Sometimes politics creeps into horror movies by chance. George Romero, for instance, has said he hired African-American actor Duane Jones as the lead in Night of the Living Dead not because of his race but because he was the best actor. That would make the film’s finale, with its images echoing a lynch mob, and all the heated conversations Jones’ protagonist has with the white characters who doubt him resonant accidents. But sometimes horror is political by design. Wes Craven patterning the inner city-exploiting villains of The People Under the Stairs after Ronald and Nancy Reagan, for instance, was clearly a conscious choice.
From its first scene, Get Out signals it belongs in the latter category. As the film opens, a black man walks down a suburban street talking on his cell phone and minding his own business. The image alone creates a sense of dread even before a car starts to tail him and a masked figure emerges to take him down. He’s done nothing wrong except being the wrong race in the wrong place at the wrong time. The danger is real even if his offense is not.
It’s a bracing start to a movie that then shifts to become a tense, slow burning film of escalating tension. Daniel Kaluuya (Skins, Black Mirror) stars as Chris, an up-and-coming New York photographer who’s visibly nervous as he prepares for a trip upstate to meet the family of his white girlfriend Rose (Allison Williams). Rose is full of reassurances that he’ll be welcome. Her family, after all, couldn’t be more liberal. Her mother Missy (Catherine Keener) works as a psychiatrist helping others all day and her father Dean (Bradley Whitford) would have voted for Obama three times if he could and will probably tell Chris that himself. He does, with a smile on his face to drive his enthusiasm home. But that doesn’t mean their visit will be a safe one for Chris.

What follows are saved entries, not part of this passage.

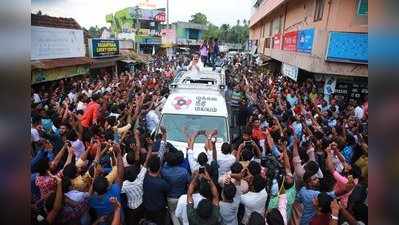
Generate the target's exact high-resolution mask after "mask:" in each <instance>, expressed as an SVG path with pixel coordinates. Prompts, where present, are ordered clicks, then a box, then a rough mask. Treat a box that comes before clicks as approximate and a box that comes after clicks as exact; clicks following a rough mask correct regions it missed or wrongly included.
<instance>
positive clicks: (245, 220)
mask: <svg viewBox="0 0 399 225" xmlns="http://www.w3.org/2000/svg"><path fill="white" fill-rule="evenodd" d="M252 185H253V187H252V188H251V190H250V191H249V192H248V193H246V194H243V195H241V203H242V204H243V205H244V206H245V213H244V217H243V219H242V223H243V224H247V222H248V219H249V217H250V216H251V214H252V212H257V213H259V214H261V215H262V216H264V215H265V204H266V200H267V192H266V189H265V186H266V180H265V179H264V178H263V177H262V176H260V175H256V176H254V178H253V182H252Z"/></svg>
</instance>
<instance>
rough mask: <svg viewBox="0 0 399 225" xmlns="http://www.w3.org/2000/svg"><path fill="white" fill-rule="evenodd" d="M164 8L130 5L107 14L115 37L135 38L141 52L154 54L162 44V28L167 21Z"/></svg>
mask: <svg viewBox="0 0 399 225" xmlns="http://www.w3.org/2000/svg"><path fill="white" fill-rule="evenodd" d="M165 18H166V12H165V9H164V8H160V9H143V8H139V7H138V6H136V7H128V8H125V9H122V10H119V11H117V12H115V14H110V15H107V16H106V21H107V22H108V23H111V27H112V31H113V32H115V37H129V38H131V39H132V38H133V41H134V42H135V45H136V49H137V51H138V52H140V53H144V54H153V53H155V52H158V50H159V49H160V46H161V29H162V28H163V22H165Z"/></svg>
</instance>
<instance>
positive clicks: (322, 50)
mask: <svg viewBox="0 0 399 225" xmlns="http://www.w3.org/2000/svg"><path fill="white" fill-rule="evenodd" d="M250 41H251V43H252V46H255V48H257V52H258V53H259V54H262V55H264V56H266V58H269V59H271V61H274V62H276V63H277V64H281V72H282V73H283V74H284V75H286V76H289V77H291V78H292V79H294V80H297V79H305V78H307V77H314V78H316V79H322V80H330V82H332V83H333V84H334V85H333V86H335V87H333V89H332V90H333V91H334V92H335V94H337V95H341V96H342V97H348V98H361V97H362V96H363V95H366V93H367V77H368V47H367V46H368V1H367V0H257V1H254V3H253V11H252V15H251V18H250ZM278 66H280V65H278ZM326 83H327V82H326Z"/></svg>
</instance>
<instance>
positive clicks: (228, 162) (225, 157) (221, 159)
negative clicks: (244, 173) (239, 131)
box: [217, 143, 236, 177]
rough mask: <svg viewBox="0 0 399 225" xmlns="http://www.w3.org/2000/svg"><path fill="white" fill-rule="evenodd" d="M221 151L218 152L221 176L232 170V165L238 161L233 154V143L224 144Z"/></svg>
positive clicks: (219, 170) (222, 144) (218, 161)
mask: <svg viewBox="0 0 399 225" xmlns="http://www.w3.org/2000/svg"><path fill="white" fill-rule="evenodd" d="M221 150H222V151H221V153H219V152H218V156H217V162H218V165H219V169H218V170H219V177H220V176H223V175H224V174H225V173H227V172H228V171H230V167H231V166H232V165H233V164H234V162H235V161H236V157H235V156H233V155H232V154H231V151H232V149H231V145H230V144H228V143H223V144H222V149H221Z"/></svg>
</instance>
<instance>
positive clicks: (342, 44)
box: [326, 32, 368, 63]
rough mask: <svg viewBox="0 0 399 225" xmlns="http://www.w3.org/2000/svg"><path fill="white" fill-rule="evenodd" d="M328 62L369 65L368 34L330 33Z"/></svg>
mask: <svg viewBox="0 0 399 225" xmlns="http://www.w3.org/2000/svg"><path fill="white" fill-rule="evenodd" d="M326 60H327V61H338V62H348V63H368V34H367V33H349V32H330V36H329V40H328V48H327V53H326Z"/></svg>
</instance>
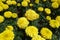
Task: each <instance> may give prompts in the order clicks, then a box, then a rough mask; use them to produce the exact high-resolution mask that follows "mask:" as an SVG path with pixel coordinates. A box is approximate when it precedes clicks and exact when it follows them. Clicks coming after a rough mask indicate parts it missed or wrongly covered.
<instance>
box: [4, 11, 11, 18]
mask: <svg viewBox="0 0 60 40" xmlns="http://www.w3.org/2000/svg"><path fill="white" fill-rule="evenodd" d="M4 16H5V17H6V18H11V16H12V12H10V11H6V12H4Z"/></svg>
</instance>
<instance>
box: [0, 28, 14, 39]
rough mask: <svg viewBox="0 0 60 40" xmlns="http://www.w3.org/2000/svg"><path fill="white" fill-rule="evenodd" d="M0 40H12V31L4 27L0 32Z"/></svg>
mask: <svg viewBox="0 0 60 40" xmlns="http://www.w3.org/2000/svg"><path fill="white" fill-rule="evenodd" d="M0 40H14V32H13V31H11V30H8V29H6V30H5V31H3V32H2V33H0Z"/></svg>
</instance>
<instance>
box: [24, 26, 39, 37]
mask: <svg viewBox="0 0 60 40" xmlns="http://www.w3.org/2000/svg"><path fill="white" fill-rule="evenodd" d="M25 32H26V34H27V35H28V36H30V37H34V36H36V35H38V29H37V28H36V27H35V26H28V27H27V28H26V29H25Z"/></svg>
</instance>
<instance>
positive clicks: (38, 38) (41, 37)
mask: <svg viewBox="0 0 60 40" xmlns="http://www.w3.org/2000/svg"><path fill="white" fill-rule="evenodd" d="M31 40H45V39H44V38H42V37H41V36H40V35H37V36H35V37H33V38H32V39H31Z"/></svg>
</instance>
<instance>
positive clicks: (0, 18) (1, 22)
mask: <svg viewBox="0 0 60 40" xmlns="http://www.w3.org/2000/svg"><path fill="white" fill-rule="evenodd" d="M3 21H4V17H3V16H1V15H0V23H2V22H3Z"/></svg>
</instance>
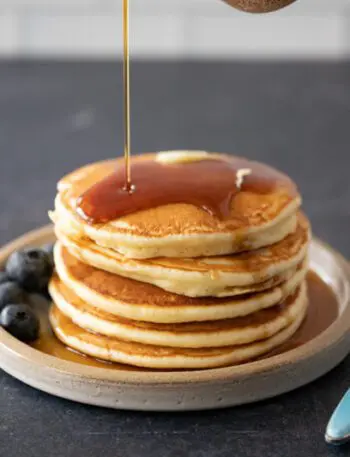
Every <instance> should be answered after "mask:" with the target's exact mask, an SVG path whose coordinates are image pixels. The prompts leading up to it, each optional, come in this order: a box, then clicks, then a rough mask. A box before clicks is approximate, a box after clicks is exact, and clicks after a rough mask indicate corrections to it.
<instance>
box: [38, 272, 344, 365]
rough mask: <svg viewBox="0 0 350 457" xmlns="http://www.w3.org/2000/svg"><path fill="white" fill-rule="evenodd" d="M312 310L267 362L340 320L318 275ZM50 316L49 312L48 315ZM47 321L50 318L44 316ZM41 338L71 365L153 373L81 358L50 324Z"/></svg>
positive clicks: (40, 347)
mask: <svg viewBox="0 0 350 457" xmlns="http://www.w3.org/2000/svg"><path fill="white" fill-rule="evenodd" d="M307 283H308V294H309V302H310V305H309V309H308V312H307V316H306V318H305V320H304V322H303V324H302V325H301V327H300V329H299V330H298V331H297V332H296V333H295V334H294V336H292V338H290V340H288V341H287V342H285V343H284V344H282V345H281V346H279V347H278V348H276V349H274V350H273V351H271V352H270V353H268V354H265V355H264V356H263V357H260V359H261V358H263V359H266V358H269V357H271V356H273V355H276V354H283V353H285V352H288V351H290V350H291V349H294V348H296V347H299V346H302V345H303V344H306V343H307V342H309V341H311V340H313V339H314V338H316V336H318V335H320V334H321V333H323V332H324V331H325V330H326V329H327V328H328V327H329V326H330V325H331V324H332V323H333V322H334V321H335V320H336V319H337V318H338V316H339V306H338V301H337V298H336V296H335V294H334V293H333V291H332V289H331V288H330V287H329V286H328V285H327V284H326V283H325V282H324V281H323V280H322V279H321V278H320V277H319V276H318V275H317V274H316V273H314V272H310V273H309V274H308V278H307ZM45 314H46V315H47V311H46V312H45ZM44 317H45V318H46V319H47V316H44ZM42 329H43V331H42V334H41V336H40V338H39V339H38V340H37V341H36V342H35V343H33V345H32V346H33V347H34V348H36V349H38V350H39V351H41V352H44V353H46V354H50V355H53V356H55V357H58V358H60V359H63V360H67V361H70V362H75V363H80V364H83V365H89V366H92V367H100V368H111V369H115V370H128V371H129V370H133V371H137V370H141V371H153V370H149V369H147V370H146V369H142V368H137V367H131V366H128V365H121V364H118V363H109V362H105V361H100V360H96V359H94V358H92V357H88V356H85V355H83V354H79V353H78V352H75V351H72V350H71V349H69V348H67V347H65V346H64V345H63V344H62V343H61V342H60V341H59V340H58V339H57V338H56V337H55V335H54V334H53V332H52V330H51V327H50V325H49V323H48V322H47V324H46V325H45V326H42Z"/></svg>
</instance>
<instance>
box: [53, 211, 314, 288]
mask: <svg viewBox="0 0 350 457" xmlns="http://www.w3.org/2000/svg"><path fill="white" fill-rule="evenodd" d="M55 231H56V235H57V238H58V239H59V240H60V241H61V243H62V244H63V245H64V246H66V247H67V248H68V250H69V251H70V253H71V254H73V255H74V256H75V257H77V258H78V259H79V260H81V261H82V262H84V263H86V264H88V265H92V266H94V267H96V268H99V269H102V270H105V271H109V272H110V273H114V274H117V275H120V276H124V277H127V278H131V279H135V280H138V281H141V282H147V283H149V284H153V285H156V286H158V287H160V288H162V289H164V290H167V291H169V292H173V293H176V294H179V295H185V296H188V297H205V296H212V297H225V296H234V295H239V294H245V293H249V292H253V291H260V290H264V289H268V288H271V287H272V286H273V285H276V283H274V281H275V280H276V278H277V283H278V281H279V282H283V281H285V280H286V279H288V277H290V274H291V273H293V272H294V270H295V269H296V268H297V266H298V265H299V264H300V263H301V262H302V261H303V260H304V259H305V257H306V255H307V251H308V244H309V239H310V226H309V222H308V220H307V219H306V217H305V216H303V215H302V214H301V213H300V214H299V215H298V227H297V229H296V231H295V232H294V233H292V234H290V235H288V236H287V237H286V238H284V239H283V240H282V241H280V242H278V243H275V244H273V245H271V246H268V247H265V248H261V249H258V250H256V251H248V252H243V253H240V254H235V255H231V256H217V257H200V258H193V259H190V258H186V259H181V258H173V259H170V258H166V257H163V258H156V259H147V260H136V259H128V258H126V257H124V256H122V255H121V254H119V253H118V252H116V251H115V250H112V249H108V248H103V247H101V246H99V245H96V244H95V243H94V242H92V241H91V240H90V239H88V238H78V237H77V238H73V237H69V236H67V235H66V234H65V233H64V232H63V231H62V230H61V228H60V227H59V225H56V227H55ZM286 275H287V276H286ZM271 282H272V284H271Z"/></svg>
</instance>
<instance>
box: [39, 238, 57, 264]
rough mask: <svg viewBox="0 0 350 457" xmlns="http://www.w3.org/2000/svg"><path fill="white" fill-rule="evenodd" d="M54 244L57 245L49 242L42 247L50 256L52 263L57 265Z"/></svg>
mask: <svg viewBox="0 0 350 457" xmlns="http://www.w3.org/2000/svg"><path fill="white" fill-rule="evenodd" d="M54 246H55V244H54V243H49V244H44V246H43V247H42V248H41V249H42V250H43V251H44V252H46V254H47V255H48V256H49V259H50V262H51V265H52V266H53V267H54V266H55V262H54V260H53V248H54Z"/></svg>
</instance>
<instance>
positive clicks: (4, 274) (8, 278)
mask: <svg viewBox="0 0 350 457" xmlns="http://www.w3.org/2000/svg"><path fill="white" fill-rule="evenodd" d="M9 280H10V279H9V277H8V276H7V273H6V271H0V284H3V283H4V282H8V281H9Z"/></svg>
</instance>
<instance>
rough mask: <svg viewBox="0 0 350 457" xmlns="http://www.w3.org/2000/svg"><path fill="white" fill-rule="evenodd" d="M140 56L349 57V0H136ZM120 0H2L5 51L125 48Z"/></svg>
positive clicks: (76, 50)
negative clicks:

Get Out is the writing and directing debut of Jordan Peele, one half of the team behind the great sketch comedy series Key and Peele. It’s also his first major project since the series ended and he collaborated with Keegan-Michael Key on last year’s future-cult-classic comedy Keanu. It sounds like a departure from his past work, and in many ways it is. Though Peele deploys humor throughout the film — Lil Rel Howery has a scene-stealing role as Chris’ friend who warns him against taking the trip — Get Out is a smart and unsparing horror movie to the bone.